Starting the server on alternative hostname

To start the development server using a different default hostname you can use --hostname hostname_here or -H hostname_here option with next dev. This will start a TCP server listening for connections on the provided host.

CDN support with Asset Prefix

To set up a CDN, you can set up the assetPrefix setting and configure your CDN's origin to resolve to the domain that Next.js is hosted on.

const isProd = process.env.NODE_ENV === 'production'
module.exports = {
  // You may only need to add assetPrefix in the production.
  assetPrefix: isProd ? 'https://cdn.mydomain.com' : ''
}

Note: Next.js will automatically use that prefix in the scripts it loads, but this has no effect whatsoever on /static.
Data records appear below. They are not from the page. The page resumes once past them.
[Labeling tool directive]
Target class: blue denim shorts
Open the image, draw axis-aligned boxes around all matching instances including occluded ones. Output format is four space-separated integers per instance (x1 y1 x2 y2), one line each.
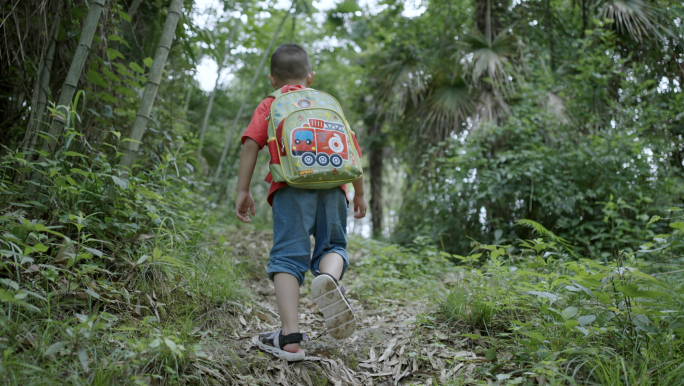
266 186 349 285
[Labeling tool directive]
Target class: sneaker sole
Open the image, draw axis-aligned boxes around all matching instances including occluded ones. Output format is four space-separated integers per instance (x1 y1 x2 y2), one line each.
257 340 305 362
311 275 356 339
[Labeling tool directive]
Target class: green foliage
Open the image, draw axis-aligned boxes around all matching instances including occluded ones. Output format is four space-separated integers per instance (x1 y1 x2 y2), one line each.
350 238 451 303
0 117 247 385
435 211 684 385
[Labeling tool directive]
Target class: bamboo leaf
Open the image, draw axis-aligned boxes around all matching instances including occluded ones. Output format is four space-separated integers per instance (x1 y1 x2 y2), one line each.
107 48 124 60
102 67 121 83
43 342 68 356
114 86 135 96
128 62 145 74
88 70 109 88
119 11 131 23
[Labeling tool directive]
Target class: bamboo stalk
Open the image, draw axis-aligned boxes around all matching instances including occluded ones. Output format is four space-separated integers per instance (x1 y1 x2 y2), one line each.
43 0 104 151
214 0 297 182
119 0 183 169
197 19 242 157
22 0 64 160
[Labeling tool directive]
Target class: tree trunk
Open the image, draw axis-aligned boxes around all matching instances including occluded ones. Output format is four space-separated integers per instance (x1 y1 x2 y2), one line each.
119 0 183 169
197 19 241 157
368 121 384 237
214 0 297 182
43 0 104 151
546 0 556 71
22 0 64 160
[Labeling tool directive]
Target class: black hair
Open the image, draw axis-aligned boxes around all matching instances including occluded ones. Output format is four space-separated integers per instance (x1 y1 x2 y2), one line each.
271 43 311 81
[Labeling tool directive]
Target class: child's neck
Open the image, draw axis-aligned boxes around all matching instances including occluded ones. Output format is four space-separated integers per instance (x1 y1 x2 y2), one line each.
275 79 308 90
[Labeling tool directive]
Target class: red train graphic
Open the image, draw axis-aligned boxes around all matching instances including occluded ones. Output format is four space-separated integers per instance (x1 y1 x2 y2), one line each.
291 118 349 168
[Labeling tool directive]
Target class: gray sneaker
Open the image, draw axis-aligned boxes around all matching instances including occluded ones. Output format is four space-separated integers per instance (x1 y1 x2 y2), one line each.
311 271 356 339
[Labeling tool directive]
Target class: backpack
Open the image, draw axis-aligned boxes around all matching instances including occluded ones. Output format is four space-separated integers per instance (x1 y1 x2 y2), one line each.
266 88 363 189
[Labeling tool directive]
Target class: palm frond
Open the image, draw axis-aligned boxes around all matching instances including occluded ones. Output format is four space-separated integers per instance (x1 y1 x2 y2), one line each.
417 76 475 141
603 0 671 42
464 30 516 93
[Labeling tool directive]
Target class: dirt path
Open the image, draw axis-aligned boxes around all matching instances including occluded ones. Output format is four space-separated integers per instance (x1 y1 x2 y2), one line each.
200 234 484 386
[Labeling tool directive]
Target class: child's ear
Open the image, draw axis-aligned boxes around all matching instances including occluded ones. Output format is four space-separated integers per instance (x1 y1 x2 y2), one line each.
268 74 278 88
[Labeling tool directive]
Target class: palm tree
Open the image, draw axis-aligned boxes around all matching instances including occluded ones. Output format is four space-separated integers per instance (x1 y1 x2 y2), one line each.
602 0 672 42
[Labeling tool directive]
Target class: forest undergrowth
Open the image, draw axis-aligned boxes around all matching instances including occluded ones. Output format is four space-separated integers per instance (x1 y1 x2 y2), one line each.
0 132 684 386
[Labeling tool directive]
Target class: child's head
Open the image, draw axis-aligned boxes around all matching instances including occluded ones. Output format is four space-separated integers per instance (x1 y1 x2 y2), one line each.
268 44 315 88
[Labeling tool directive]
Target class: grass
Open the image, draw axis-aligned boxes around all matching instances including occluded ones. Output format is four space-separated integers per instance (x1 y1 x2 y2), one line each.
433 217 684 386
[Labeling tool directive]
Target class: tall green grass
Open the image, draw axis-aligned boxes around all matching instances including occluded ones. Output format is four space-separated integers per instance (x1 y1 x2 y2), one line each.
434 216 684 386
0 128 248 386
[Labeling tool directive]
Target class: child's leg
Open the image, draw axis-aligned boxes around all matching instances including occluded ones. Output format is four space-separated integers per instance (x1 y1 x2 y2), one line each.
273 273 299 352
311 189 356 339
266 187 317 353
318 252 344 280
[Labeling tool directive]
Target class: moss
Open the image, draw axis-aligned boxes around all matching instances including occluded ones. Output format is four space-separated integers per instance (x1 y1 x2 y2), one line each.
304 366 328 386
347 354 359 370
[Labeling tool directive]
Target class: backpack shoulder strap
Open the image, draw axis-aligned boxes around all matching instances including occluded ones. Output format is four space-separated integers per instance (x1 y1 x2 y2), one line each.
268 88 314 98
268 89 283 98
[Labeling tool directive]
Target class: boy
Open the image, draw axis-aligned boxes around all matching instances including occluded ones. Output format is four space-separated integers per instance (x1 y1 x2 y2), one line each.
235 44 366 361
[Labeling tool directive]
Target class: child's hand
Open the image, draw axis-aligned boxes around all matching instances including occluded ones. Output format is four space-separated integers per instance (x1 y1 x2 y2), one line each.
354 194 368 218
235 192 256 222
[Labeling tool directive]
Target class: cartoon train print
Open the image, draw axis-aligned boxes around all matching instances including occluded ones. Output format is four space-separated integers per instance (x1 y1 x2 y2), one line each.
291 118 349 168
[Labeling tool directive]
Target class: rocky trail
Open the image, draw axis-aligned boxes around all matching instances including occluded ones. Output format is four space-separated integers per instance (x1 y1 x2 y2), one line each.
192 233 487 386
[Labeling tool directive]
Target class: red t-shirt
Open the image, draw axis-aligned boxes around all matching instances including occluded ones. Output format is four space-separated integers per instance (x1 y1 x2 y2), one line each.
242 84 361 206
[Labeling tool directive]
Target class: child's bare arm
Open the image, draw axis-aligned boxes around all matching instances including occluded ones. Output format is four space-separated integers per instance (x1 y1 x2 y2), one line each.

If you want to serve those assets over the CDN, you'll have to introduce the prefix yourself. One way of introducing a prefix that works inside your components and varies by environment is documented in this example.

Production deployment

To deploy, instead of running next, you want to build for production usage ahead of time. Therefore, building and starting are separate commands:

next build
next start

For example, to deploy with now a package.json like follows is recommended:

{
  "name": "my-app",
  "dependencies": {
    "next": "latest"
  },
  "scripts": {
    "dev": "next",
    "build": "next build",
    "start": "next start"
  }
}

Then run now and enjoy!

Next.js can be deployed to other hosting solutions too. Please have a look at the 'Deployment' section of the wiki.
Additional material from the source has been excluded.